Norfolk councillors welcome their latest visitors from Caribbean territory tainted by corruption allegations
12:21 03 October 2012
A group of civil servants from a Caribbean paradise are visiting Norfolk today and tomorrow just weeks before elections return after a corruption inquiry.
Turks and Caicos Islands (TCI) will next month hold its first elections since a 2009 investigation concluded there was a “high probability of systematic corruption” among former government officials.
The Foreign Office ordered the TCI to undergo reform work before elections returned, with Norfolk County Council picked to mentor political staff in finances, governance and economic development.
Now, a fourth group of TCI representatives visiting County Hall, in Martineau Lane, Norwich, as part of this work.

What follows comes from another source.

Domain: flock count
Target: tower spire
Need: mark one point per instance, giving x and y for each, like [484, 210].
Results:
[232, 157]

Derrick Murphy, Norfolk County Council leader, who visited TCI for seven days in May, said: “We very much hope that this visit will enable us to further develop relationships between the two countries and introduce new ways of working.
“The exchanges are mutually beneficial as they help to put Norfolk on an international stage and create a greater understanding of what our county has to offer as a place to work, live, and do business. They also have a positive impact on the future politics of the Turks and Caicos Islands.”
Questions have been raised in Norfolk about the suitability of the council for the role.
Campaigners protesting against plans for an incinerator at King’s Lynn have sent letters to TCI’s Governor Ric Todd.
One concluded: “When it comes to transparency, accountability and democracy, Norfolk County Council has a reverse Midas Touch.”
North West Norfolk MP Henry Bellingham, in his former role as a Foreign Office minister, has also been involved in working with TCI.
He visited the islands in June to announce new elections will be held on November 9.
Mr Bellingham, in a speech made during his June visit, said: “I believe that today is a time to look forward, not back. This is a territory about to adopt a new constitution, about to hold an election; a territory that is finding its feet once again.
“Now is the time for the political parties in TCI to prepare for elections properly and thoroughly, and to develop clear and credible manifestos for the electorate.
“What we are all keen to hear from the political parties is a clear vision for the future of the TCI. Now is the time for the media here to subject them to rigorous scrutiny, without fear or favour.
“I trust the people of these islands – like the people of the United Kingdom – will hold their political parties to proper account.”